The International Energy Agency said last week that the worst effects of the coronavirus on oil demand have passed, but the impact will linger. It said oil demand would be down by 5.1 million barrels a day in the second half of 2020. While that's half of the 10.75 million drop in demand in the first half, the rise in oil prices could entice more producers to add oil to the market.
"They're itching to put more oil on the market and cash in on this $40 a barrel price improvement they've gotten," said John Kilduff, partner with Again Capital. "I think it's a little early. I'm not sure the market can really absorb any additional barrels right now."
Croft said the group is showing better compliance with the existing cuts, including Russia.
She said Saudi Arabia Oil Minister Prince Abdulaziz bin Salman, like his predecessor, likes to think of OPEC as a central bank, and he admires former Federal Reserve Chairman Alan Greenspan.
The idea is that the producer group has its finger on the liquidity spigot, in this case oil, and uses diplomacy to achieve results.
Citigroup's Ed Morse said the comparison of OPEC to a central bank is flawed, though it is favored by both Russia and Saudi Arabia.
"They are not a central bank. Their interests are not those of a regulator prioritizing public good, but maximizing revenue for their members," said Morse, head of global commodities at Citi. "Also, unlike central banks that control currency and bond market spigots, OPEC+ must also compete with US shale, Brazilian deepwater, and Canadian oil sands, as emerging sources of liquidity that play by different rules."
Kilduff said there are signs U.S. energy producers are looking to resume some production. "We did see some commercial hedging when the futures for the 2021 calendar strip went over $40," he said, meaning that oil companies locked in hedges for oil at that price level.
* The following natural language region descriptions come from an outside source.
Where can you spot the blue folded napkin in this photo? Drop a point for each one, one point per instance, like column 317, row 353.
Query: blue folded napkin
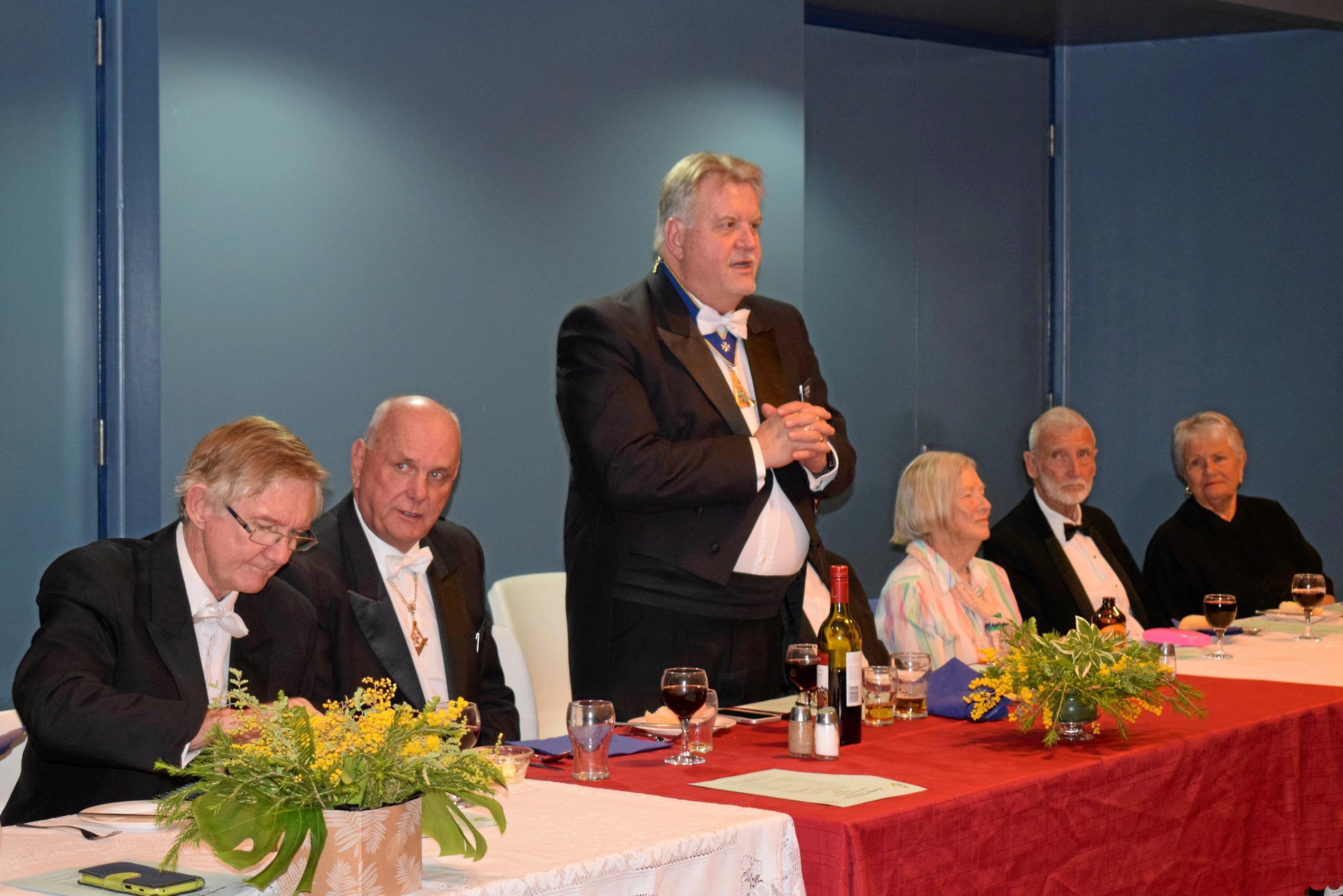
column 949, row 685
column 621, row 746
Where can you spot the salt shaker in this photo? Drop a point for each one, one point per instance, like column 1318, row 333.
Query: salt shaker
column 827, row 738
column 800, row 732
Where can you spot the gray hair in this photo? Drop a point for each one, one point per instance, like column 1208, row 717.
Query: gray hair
column 1200, row 425
column 1056, row 418
column 683, row 183
column 386, row 405
column 243, row 458
column 923, row 499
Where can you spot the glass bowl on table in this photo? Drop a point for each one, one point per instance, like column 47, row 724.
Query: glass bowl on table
column 684, row 691
column 510, row 759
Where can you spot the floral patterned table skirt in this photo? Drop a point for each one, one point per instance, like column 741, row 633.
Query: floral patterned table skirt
column 560, row 839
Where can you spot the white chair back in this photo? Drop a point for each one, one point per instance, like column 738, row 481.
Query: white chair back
column 518, row 679
column 532, row 608
column 13, row 761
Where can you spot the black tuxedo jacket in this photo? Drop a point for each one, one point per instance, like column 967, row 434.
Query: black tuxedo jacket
column 797, row 627
column 361, row 630
column 660, row 456
column 113, row 680
column 1042, row 577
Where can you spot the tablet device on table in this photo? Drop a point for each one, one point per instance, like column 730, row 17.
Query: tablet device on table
column 750, row 717
column 143, row 880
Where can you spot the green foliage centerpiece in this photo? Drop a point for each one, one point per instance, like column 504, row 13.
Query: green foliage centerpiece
column 271, row 777
column 1077, row 675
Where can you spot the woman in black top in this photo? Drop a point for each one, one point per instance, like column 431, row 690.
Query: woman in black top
column 1220, row 542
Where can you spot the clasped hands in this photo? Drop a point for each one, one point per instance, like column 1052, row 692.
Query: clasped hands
column 795, row 432
column 235, row 723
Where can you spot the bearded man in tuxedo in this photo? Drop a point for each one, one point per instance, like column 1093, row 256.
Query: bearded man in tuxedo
column 1063, row 557
column 138, row 636
column 401, row 593
column 700, row 437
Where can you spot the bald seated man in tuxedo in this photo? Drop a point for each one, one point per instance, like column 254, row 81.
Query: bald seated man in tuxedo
column 400, row 593
column 136, row 636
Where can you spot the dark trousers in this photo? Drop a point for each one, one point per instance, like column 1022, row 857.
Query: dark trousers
column 742, row 657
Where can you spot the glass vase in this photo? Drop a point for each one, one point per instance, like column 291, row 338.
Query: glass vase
column 1072, row 719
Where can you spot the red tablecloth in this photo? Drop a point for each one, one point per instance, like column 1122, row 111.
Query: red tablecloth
column 1247, row 801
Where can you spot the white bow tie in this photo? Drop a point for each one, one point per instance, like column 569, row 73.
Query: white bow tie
column 417, row 562
column 228, row 620
column 711, row 320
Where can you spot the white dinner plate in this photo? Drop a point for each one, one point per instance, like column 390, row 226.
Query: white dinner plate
column 1297, row 610
column 719, row 725
column 133, row 814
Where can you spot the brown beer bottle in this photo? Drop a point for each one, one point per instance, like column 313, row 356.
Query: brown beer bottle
column 1111, row 620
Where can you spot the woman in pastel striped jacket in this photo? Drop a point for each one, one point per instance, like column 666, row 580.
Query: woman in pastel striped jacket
column 942, row 600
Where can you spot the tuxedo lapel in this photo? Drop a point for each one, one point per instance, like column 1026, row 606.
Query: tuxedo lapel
column 445, row 582
column 373, row 607
column 170, row 617
column 680, row 333
column 772, row 386
column 1060, row 559
column 1135, row 605
column 250, row 655
column 383, row 632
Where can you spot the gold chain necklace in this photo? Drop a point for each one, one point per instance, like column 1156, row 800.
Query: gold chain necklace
column 417, row 636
U.S. oil output was at a record 13.1 million barrels a day in March, and fell to as low as 10.5 million barrels a day in June, according to weekly EIA data. U.S. gasoline demand was at 8.8 million barrels a week, according to the most recent data. That is about 1 million barrels below normal demand for this time of year, but much better than the dip close to 5 million barrels a day in March.
Gasoline demand will be closely watched to see if it is impacted by the outbreak of cases across the southern U.S.
"I was in the camp prices would head higher. OPEC+ would keep a clamp on the supply," said Kilduff. "But this is a quick draw reaction of putting more oil on the market. If they increase production at $40, what will they do when they get to $50? I think it's a sign of desperation."
"The common thread running through OPEC+ is cash crunch. They're going to break down and put more on the market," said Kilduff. "If this Covid-19 gets bad again, we're going to head back down ... I think you'd see a dip below $35, with $30 being the floor."
Morse, in the note, said there is some froth in current prices and there are several supply issues that could be potentially bearish.That would including an increase of 500,000 in Libyan production. He said there's the chance that some 20% to 30% of curtained North American production can come back online. China has also been buying as much as 3 million barrels a day above refining needs, and it could cut back on that.
Morse said, however, it could work out for OPEC+.
"Adding oil to the market at a time when there are remaining ambiguities over full compliance by Iraq, Kazakhstan, Angola and Nigeria, could be a worthwhile gamble," Morse wrote. "Oil exported in August won't reach some markets until late September. By then it might be needed if demand continues to grow and inventories shrink enough."